Die rote Linie dicht bei der blauen auf der Karte: ein Weg am Bach, ohne Hast zu gehen zwischen den Dämmerungen.
Aber was für ein Bach dann in dieser braven Gegend! Mit Schnellen und Fällen, tief eingeschnitten in dreierlei Gestein. Aus dem weiten Flußtal treten wir in eine feuchtkühle Enge, überwölbt von Buchengeäst. Da hat sich das Wasser ein Bett geschliffen aus dem Schiefer, mit Millionen samtiger Spiegelchen als Streu. Ich stecke eines davon in die Tasche.
Ein Weg hat hier eigentlich keinen Platz; darum führt uns über Felsen und Buchenkupferlaub der schmalste aller Pfade. Ich folge dir: wenn du vorangehst, kann ich die Augen schweifen lassen. Schritt setzt du vor Schritt, bedächtig und sicher, bis ich wieder rufe: schau doch nur!
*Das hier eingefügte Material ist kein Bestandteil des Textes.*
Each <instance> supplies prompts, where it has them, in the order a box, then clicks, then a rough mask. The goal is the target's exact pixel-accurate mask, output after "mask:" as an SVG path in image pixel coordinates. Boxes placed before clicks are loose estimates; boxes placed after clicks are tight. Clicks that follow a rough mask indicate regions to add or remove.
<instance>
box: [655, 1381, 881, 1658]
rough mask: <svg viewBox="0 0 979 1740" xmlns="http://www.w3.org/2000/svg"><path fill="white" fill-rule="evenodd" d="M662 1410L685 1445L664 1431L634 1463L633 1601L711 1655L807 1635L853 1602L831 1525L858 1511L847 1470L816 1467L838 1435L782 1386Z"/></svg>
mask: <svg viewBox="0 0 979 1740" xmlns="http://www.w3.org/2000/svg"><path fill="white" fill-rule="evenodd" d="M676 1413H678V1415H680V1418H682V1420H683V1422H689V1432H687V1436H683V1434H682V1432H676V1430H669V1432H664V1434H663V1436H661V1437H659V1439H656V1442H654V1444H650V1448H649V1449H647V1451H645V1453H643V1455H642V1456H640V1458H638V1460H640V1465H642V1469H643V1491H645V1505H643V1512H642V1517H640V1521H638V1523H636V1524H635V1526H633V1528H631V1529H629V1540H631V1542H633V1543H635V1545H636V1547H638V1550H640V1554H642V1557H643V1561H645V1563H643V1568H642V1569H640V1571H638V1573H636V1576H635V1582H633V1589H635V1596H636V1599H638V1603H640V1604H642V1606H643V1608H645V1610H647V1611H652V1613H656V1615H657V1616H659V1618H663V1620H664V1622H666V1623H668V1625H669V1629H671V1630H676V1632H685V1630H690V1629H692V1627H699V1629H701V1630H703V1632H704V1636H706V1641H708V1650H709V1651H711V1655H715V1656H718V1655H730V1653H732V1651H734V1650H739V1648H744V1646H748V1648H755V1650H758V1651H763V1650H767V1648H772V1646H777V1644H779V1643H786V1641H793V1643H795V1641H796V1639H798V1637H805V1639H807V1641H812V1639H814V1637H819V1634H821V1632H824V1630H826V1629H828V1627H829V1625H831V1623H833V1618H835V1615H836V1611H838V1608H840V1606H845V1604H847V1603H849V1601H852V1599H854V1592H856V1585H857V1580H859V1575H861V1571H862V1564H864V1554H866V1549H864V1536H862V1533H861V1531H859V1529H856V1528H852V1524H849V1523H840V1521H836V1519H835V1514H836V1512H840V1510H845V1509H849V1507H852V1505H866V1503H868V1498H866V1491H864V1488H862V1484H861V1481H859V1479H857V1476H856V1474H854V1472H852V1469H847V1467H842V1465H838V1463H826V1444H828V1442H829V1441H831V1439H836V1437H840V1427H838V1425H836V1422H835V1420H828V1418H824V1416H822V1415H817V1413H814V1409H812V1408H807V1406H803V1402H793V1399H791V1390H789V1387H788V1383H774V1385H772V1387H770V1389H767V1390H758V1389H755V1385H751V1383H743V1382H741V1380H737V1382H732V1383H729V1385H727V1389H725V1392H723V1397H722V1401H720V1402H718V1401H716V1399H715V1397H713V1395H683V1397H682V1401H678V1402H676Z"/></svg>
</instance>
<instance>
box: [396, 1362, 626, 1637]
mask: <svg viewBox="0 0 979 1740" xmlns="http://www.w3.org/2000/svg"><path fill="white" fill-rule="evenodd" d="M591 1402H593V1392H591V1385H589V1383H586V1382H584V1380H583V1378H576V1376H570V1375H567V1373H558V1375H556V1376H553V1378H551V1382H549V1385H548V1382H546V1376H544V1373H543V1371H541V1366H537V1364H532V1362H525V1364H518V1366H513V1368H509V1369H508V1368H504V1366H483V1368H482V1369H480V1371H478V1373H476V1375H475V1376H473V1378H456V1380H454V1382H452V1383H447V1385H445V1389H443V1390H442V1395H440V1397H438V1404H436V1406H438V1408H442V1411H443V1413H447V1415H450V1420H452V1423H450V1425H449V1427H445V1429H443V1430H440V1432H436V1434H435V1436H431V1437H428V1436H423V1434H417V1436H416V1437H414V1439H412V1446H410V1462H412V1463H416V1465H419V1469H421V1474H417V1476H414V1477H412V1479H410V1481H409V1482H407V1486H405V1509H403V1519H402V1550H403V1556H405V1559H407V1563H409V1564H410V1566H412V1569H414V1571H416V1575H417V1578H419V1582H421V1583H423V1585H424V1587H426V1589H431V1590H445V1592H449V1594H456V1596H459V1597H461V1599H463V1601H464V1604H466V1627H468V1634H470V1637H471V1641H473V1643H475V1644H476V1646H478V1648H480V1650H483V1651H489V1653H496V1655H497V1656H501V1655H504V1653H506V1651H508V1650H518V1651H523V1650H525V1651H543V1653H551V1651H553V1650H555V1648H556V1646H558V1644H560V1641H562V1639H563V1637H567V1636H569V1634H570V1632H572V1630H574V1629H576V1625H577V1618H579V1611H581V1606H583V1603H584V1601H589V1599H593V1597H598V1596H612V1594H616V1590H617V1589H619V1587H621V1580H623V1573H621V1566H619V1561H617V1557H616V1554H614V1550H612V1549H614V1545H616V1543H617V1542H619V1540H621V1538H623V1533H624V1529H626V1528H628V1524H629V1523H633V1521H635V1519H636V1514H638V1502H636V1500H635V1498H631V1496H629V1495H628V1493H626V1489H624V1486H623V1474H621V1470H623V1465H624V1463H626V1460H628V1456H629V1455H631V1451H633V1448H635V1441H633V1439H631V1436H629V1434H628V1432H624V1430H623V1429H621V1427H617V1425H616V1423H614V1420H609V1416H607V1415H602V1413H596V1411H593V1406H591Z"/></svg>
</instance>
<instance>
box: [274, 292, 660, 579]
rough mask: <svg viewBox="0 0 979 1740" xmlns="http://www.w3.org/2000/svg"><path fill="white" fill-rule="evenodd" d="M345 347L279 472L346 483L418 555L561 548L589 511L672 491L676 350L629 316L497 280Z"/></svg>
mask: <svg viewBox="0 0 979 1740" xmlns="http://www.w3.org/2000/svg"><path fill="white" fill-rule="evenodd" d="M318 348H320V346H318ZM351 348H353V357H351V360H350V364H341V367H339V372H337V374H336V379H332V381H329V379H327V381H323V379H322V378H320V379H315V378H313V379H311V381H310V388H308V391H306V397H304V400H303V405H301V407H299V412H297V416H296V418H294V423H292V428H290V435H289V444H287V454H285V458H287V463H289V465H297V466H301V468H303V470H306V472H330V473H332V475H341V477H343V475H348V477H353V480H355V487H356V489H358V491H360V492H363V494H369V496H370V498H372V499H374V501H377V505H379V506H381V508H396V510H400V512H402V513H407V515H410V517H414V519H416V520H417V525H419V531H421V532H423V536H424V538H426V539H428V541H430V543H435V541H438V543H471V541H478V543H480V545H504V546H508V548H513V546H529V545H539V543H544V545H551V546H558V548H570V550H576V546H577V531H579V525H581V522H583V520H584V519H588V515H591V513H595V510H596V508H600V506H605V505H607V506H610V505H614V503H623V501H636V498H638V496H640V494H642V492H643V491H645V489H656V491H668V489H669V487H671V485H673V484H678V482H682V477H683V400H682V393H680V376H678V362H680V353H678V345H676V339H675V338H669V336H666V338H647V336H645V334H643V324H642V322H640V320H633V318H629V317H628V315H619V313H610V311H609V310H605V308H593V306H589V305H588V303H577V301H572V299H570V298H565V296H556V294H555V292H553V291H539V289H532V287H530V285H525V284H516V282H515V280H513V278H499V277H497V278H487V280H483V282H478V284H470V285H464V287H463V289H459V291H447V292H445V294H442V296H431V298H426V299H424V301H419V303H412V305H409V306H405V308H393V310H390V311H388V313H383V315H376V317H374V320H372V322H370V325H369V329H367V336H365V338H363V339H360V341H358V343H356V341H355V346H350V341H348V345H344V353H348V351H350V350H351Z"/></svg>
Heben wir die Köpfe, hängt über uns Fels. Zu unseren Füßen durchwachsen Baumwurzeln den Schiefer: wir klettern über ein Gemisch aus Stein und lebendigem Holz. Im Sommer steht der Farn hier sicher dicht; jetzt, zum Winter hin, flirren ein paar gelbe Blätter. Auf den nassen Hängen leuchtet Moos wie angestrahlt. Zweimal stören wir einen Reiher auf, der, viel zu groß, links und rechts mit den Flügelspitzen die Felswände zu streifen scheint.
Der Bach füllt das Tal mit Geschwätz. Sein Rauschen ist ein Gewirr von Stimmen aller Lagen und Farben; das singt und ruft und lacht und murmelt, einzelne Wörter verstehen wir immer nur fast. Gebell ist auch dabei. Daß die Alten sich Nymphen ins Wasser gedacht haben, Necker, Nixen, Najaden, ich kann es glauben.
Später am Tag wird das Licht trüber und der Bach leiser. Ich hole das taschenwarme Schieferstück hervor und lasse es ins Wasser fallen: In dreihundert Jahren, sage ich, ist es wieder da, wo ich es eingesammelt habe. Wir schauen nach, ja? Du lachst: Ja, in einem anderen Leben schauen wir nach.